The goal of this project is to hone your basic skills in typography, focusing on expression, hierarchy, and form appropriate to a work. You will do this through exploration, trial and error, and responding to critical feedback. And then you will execute this typesetting in code, as a web page.
Reading selection and response
Select a reading that resonates with you. We’d like to avoid any duplicates, so please indicate your selection to us and your classmates:
Read the text you’ve selected thoroughly. Some of the selections there are entire books—if this is the case, you should select a specific chapter. We want you to have enough material to both respond to and design with, so ask us if you are unclear on length. We will also consider other design texts, if you have something in mind—please ask.
You will then write a response. We’re not going to set a specific length requirement here—do what it takes to adequately address your thoughts on the piece. You’ll know (and we’ll know) what feels right. Do this in your own Google Doc, and then add a link to your selection, above. Here are some questions to consider:
- How does the reading fit into the canon of design as a whole?
- Do you think the reading holds up to a contemporary practice of interaction design?
- If the reading is older or print-focused, how do you think its ideas translate to digital?
- What does the author succeed in conveying in this reading?
- What do you strongly disagree with in the reading?

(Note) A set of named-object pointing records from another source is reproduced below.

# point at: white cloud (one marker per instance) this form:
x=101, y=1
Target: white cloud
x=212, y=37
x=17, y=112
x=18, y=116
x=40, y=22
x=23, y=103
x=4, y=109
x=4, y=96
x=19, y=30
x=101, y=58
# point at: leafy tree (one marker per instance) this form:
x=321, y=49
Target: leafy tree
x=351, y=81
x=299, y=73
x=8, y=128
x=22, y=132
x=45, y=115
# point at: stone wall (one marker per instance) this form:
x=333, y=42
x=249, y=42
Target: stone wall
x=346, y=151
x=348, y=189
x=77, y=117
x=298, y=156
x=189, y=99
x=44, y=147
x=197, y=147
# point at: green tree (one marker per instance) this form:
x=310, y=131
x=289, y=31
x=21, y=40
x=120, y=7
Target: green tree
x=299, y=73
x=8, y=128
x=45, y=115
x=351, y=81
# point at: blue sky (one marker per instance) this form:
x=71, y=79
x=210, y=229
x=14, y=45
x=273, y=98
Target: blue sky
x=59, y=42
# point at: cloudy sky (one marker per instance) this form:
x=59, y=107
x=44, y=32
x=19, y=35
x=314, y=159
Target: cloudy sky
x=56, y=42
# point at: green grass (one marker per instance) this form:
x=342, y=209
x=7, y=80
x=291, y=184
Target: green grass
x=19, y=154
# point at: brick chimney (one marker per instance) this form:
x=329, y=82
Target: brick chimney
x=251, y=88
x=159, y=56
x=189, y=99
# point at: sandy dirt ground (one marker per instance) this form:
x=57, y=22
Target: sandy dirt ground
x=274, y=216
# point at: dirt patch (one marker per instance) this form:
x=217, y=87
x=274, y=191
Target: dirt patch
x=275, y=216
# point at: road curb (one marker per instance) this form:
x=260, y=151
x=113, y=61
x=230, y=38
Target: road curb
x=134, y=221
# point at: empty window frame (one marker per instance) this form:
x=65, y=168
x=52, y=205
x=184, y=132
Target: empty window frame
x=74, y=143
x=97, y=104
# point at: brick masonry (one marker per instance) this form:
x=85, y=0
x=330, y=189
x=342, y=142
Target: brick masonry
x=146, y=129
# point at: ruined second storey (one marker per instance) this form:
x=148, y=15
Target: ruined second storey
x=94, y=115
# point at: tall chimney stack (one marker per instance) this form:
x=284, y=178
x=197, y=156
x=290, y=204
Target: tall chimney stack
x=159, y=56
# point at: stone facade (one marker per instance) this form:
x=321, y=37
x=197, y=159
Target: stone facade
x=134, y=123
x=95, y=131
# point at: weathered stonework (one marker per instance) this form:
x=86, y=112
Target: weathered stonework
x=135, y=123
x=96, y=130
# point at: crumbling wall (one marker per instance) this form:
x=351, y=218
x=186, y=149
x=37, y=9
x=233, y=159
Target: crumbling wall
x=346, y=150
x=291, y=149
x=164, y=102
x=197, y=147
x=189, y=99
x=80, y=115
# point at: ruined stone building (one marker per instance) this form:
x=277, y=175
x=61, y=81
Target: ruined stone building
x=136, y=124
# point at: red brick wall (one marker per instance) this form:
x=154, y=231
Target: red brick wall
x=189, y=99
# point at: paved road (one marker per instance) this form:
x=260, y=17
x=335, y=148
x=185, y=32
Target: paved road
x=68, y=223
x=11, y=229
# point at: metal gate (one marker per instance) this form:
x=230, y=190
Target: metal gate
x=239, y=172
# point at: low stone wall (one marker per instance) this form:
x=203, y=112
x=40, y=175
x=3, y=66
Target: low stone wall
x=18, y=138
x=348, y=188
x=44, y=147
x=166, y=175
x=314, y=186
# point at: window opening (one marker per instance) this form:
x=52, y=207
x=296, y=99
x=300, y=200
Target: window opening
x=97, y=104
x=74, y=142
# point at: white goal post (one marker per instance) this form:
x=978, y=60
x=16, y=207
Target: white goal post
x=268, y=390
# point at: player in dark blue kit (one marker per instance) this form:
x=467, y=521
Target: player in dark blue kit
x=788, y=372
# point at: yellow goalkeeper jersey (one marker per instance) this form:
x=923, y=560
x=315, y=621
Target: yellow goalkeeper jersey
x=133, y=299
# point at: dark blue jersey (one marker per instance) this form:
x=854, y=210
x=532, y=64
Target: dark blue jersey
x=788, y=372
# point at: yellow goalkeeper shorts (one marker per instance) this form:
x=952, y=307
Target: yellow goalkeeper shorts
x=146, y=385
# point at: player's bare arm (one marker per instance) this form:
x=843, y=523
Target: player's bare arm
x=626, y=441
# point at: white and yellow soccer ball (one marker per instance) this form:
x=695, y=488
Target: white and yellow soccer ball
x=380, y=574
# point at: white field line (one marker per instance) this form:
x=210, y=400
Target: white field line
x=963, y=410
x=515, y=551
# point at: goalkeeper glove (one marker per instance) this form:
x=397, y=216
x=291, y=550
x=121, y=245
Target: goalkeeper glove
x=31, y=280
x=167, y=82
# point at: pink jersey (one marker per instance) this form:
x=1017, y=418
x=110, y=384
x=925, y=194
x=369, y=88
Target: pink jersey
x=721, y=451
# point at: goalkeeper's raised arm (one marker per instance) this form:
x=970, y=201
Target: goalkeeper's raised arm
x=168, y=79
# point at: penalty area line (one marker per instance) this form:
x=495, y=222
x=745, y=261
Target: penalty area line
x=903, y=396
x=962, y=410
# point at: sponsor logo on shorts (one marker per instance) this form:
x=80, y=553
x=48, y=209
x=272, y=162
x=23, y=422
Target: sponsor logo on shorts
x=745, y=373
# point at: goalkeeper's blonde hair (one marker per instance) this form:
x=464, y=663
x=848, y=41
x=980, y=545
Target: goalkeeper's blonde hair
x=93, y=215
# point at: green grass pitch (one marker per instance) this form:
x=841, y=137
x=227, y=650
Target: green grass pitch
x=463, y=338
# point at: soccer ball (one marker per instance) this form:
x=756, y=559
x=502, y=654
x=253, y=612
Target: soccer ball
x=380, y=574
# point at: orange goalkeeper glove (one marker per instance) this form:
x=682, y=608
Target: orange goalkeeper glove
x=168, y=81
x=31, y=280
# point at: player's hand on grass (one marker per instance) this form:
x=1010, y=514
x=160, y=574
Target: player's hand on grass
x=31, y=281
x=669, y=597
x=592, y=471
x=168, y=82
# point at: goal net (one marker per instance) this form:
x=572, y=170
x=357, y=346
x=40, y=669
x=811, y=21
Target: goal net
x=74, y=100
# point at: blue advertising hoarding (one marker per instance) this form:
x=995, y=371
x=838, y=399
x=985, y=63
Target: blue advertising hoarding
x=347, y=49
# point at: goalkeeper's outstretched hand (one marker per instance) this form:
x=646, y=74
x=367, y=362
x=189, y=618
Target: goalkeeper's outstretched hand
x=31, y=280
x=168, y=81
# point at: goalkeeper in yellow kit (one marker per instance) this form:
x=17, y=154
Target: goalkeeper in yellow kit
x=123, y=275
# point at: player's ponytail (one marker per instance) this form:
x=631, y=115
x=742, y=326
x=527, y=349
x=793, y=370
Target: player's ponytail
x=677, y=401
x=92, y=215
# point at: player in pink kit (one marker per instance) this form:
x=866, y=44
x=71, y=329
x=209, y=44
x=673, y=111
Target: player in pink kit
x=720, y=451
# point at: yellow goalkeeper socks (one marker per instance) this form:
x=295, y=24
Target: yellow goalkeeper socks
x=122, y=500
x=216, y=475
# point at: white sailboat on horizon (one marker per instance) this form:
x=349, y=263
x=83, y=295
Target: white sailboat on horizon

- What did you learn from the reading that impacted how you will approach design?
Due September 14.
Sketches
You will then create five sketches in Figma (or another design tool, if you prefer). These sketches should include the reading (or your chapter/excerpt) and also your response, together. We should be able to tell which part is which. Each sketch direction should be distinct from the others, and consider these elements:
- Title of the reading
- Author
- Date of publication
- Table of Contents (if part of the text)
- Chapter heading
- The main text itself
Any figures, images, or other decoration should be excluded; we are focusing here on the form of text, alone.
The sketches should all contain the same content, while experimenting with hierarchies and heading styles, typeface selection and combinations, color, and the placement and relationship of the elements to one another.
When you are done, submit a link to your Figma document:
Due September 14.
Semantic DOM
Next, you will move your work into code. You’ll take the text content from your sketches and layer it into HTML structures—focusing on appropriate, semantic elements that reflect the usage in your selection. This won’t yet be a styling exercise; instead we will think about grouping and nesting the content. You should use a range of HTML elements to achieve this.
You’ll do this in a GitHub repository for your project, which will contain an index.html
file with your work. When you are done, submit a link to the repo and live URL:
Due September 21.
Style the markup
Finally, you will meld style with your code. Select one of your refined sketched directions as an aim. You will then use basic CSS to approximate this intention—with typeface, sizing, spacing, and color. In this translation, your web page will reflect the decisions and intent behind your text, response, and design.
You will create a style.css stylesheet, and update your repository with it. You will present your completed page, along with your process to get there, to the class.
Due September 28.
Our expectations
We’ll be looking at your understanding of the reading and quality of your responses, experimentation, appropriate type selection and hierarchy, use of semantic HTML, and your approach in basic CSS. You should have enough time with this text to manifest these things thoroughly.
We recognize we’re early in our journey into coding, so our technical requirements here will be somewhat limited.
- For this project, only desktop breakpoints need to be considered
- Final projects will be submitted as live, public URLs
- We won’t go chasing links down; use the forms, above
- These should work, as intended, on any computer with Chrome (not just the student’s)
- Students should incorporate at least five different semantic HTML elements in their page
- Presentations are considered a part of the final, not just the page itself
Students should make every effort to use the technical skills they’ve learned in the class up to that point, and of course, are encouraged to go beyond. However if code is presenting an undue barrier—whether practically or conceptually—students may discuss this with the instructors. (Not the night before.)